Cancers de la tête et du cou : faut-il aller plus loin que l’ESPEN ?

Les personnes atteintes d’un cancer de la tête et du cou ont un risque très élevé de perte de poids. Celle-ci est souvent déjà présente au moment du diagnostic, avant même l’initiation du traitement (entre 30 % et 49 % des patients ont une perte de poids supérieure à 5 % au moment du diagnostic) et elle s’aggrave pendant celui-ci (44 % à 88 % des patients ont une perte de poids cumulée égale ou supérieure à 20 %). La perte musculaire chez ces patients est associée à une interruption prématurée du traitement pour cause de toxicité, à un pronostic plus péjoratif et une altération de la qualité de vie.

Plusieurs travaux ont été menés pour définir les apports énergétiques nécessaires et pour éviter la perte de poids chez ces patients. La Société européenne pour la nutrition parentérale et entérale (ESPEN) a établi des référentiels précisant les apports nécessaires en énergie, protéines et micronutriments. L’ESPEN recommande, pour ces patients, des apports énergétiques de 25–30 kcal/kg/jour et des apports protéiques de 1,0–1,5 g/kg/jour.

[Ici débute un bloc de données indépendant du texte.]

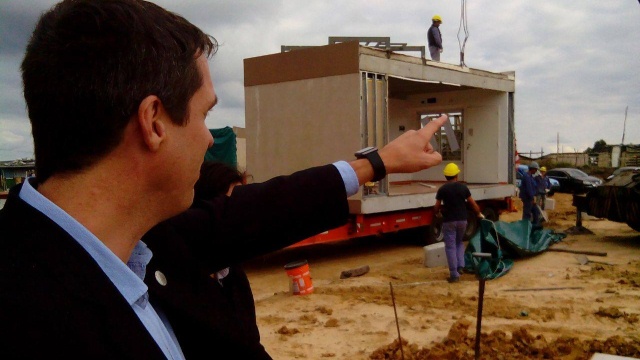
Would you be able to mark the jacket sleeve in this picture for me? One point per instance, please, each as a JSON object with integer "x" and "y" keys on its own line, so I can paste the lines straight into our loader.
{"x": 260, "y": 218}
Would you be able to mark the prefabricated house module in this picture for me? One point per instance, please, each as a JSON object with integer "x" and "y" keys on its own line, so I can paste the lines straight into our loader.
{"x": 316, "y": 105}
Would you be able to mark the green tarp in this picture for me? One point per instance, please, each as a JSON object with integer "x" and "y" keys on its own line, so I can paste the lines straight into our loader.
{"x": 224, "y": 147}
{"x": 506, "y": 241}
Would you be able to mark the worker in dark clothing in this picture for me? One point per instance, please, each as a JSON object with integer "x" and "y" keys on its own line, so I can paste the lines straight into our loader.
{"x": 434, "y": 38}
{"x": 528, "y": 192}
{"x": 543, "y": 184}
{"x": 453, "y": 198}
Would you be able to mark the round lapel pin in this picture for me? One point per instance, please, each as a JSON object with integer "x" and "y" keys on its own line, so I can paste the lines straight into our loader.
{"x": 162, "y": 280}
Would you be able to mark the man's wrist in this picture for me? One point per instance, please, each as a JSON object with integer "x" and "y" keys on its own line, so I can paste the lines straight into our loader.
{"x": 371, "y": 154}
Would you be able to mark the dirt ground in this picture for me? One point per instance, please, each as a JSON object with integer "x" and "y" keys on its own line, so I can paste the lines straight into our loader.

Une équipe canadienne a entrepris d’évaluer ces recommandations. L’objectif était de comparer les apports nutritionnels au moment du diagnostic et à la fin du traitement, et les modifications musculaires et tissulaires survenant pendant le traitement, identifiés par scanner avant et après traitement. L’objectif secondaire était d’établir si les recommandations de l’EPSEN permettaient d’éviter la perte de poids et la perte de masse musculaire squelettique. Au total, 41 patients atteints d’un cancer de la tête et du cou ont été inclus, majoritairement des hommes (n = 32).

Une perte musculaire importante 

L’étude confirme une perte de poids moyenne des patients de 8 % après 6 à 8 semaines de traitement. Pour rappel, l'ESPEN estime que l'on peut parler de dénutrition dès que la perte de poids dépasse 5 % en 6 mois.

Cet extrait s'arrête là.